Addressing workforce challenges
Linfox is one company tackling the challenge head on. Linfox Logistics employs 6,500 people across Australia and New Zealand and has operations across 10 countries. It is Australia’s largest privately owned logistics company with a presence across a number of industry sectors, including retail, government and defence and fast-moving consumer goods.
Rob Volarich, Group Manager Recruitment and Workforce Planning at Linfox, says training opportunities are an important way of bringing younger drivers into the business. “The ageing workforce presents a challenge for the entire industry,” he says. “Having our own internal recruitment and training functions allows Linfox to employ drivers who may have less experience but are willing to be trained and mentored. We invest in our people through training and development and we have a strong employment brand.”
Focus on diversity
Volarich adds that increasing the company’s focus on workplace diversity is helping to address the challenge. “Diversity in general is important to Linfox, across both gender and cultures,” he says. “We have many women working in operational roles throughout the organisation and are also proud of the number women who occupy senior roles within the business. We are currently working on a strategy that will attract women into more traditional supply chain roles, such as driving and warehousing roles.”
In addition to advertising roles on SEEK, Volarich explains the company provides career progression opportunities by advertising roles internally. “Our latest round of senior leadership announcements all related to internal candidates who have come up through the company,” he says.
Volarich says the Linfox recruitment team also attends trade shows where driver participation rates are expected to be high. He adds that talent pipe-lining, which involves building long-term professional relationships with passive talent for future opportunities, is also key to the Linfox recruitment strategy. “Developing relationships with these individuals puts Linfox front of mind when they decide to seek new employment opportunities,” he says.
Movement in manufacturing
The end of automotive manufacturing in Australia appears to be fast approaching with the much-publicised closure of the Ford factory in Geelong and the announced closure of the Toyota’s Altona plant in Melbourne’s west. However, James says many smaller manufacturers within the supply chain are adapting to the changing market.

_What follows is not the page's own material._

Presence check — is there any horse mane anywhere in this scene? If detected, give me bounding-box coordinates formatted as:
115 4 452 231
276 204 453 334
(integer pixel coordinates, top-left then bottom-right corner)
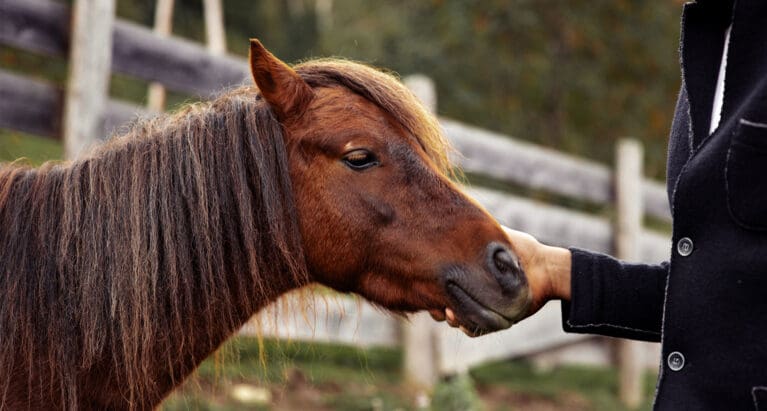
0 60 450 409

“Many of the agile SMEs who were producing components for the automotive industry are now producing parts for other industries, such as infrastructure, construction, defence and medical,” he explains. “Many have been resilient and have made the transition. Companies are looking for candidates who can demonstrate an ability to adapt.”
De Zilva adds that some areas of manufacturing are projected to grow. “Manufacturing within the medical sector is doing well,” he says. “Food manufacturing is also looking good and there is a strong focus on quality control.”
This was reflected in the latest SEEK job ads, which saw a 1% year-on-year lift in quality assurance and control roles.
As the manufacturing industry continues to adapt to a changing market, employers in transport and logistic are facing the challenge of an aging population and growing industry demand. Those who focus on their recruitment strategy will be in driver’s seat for success.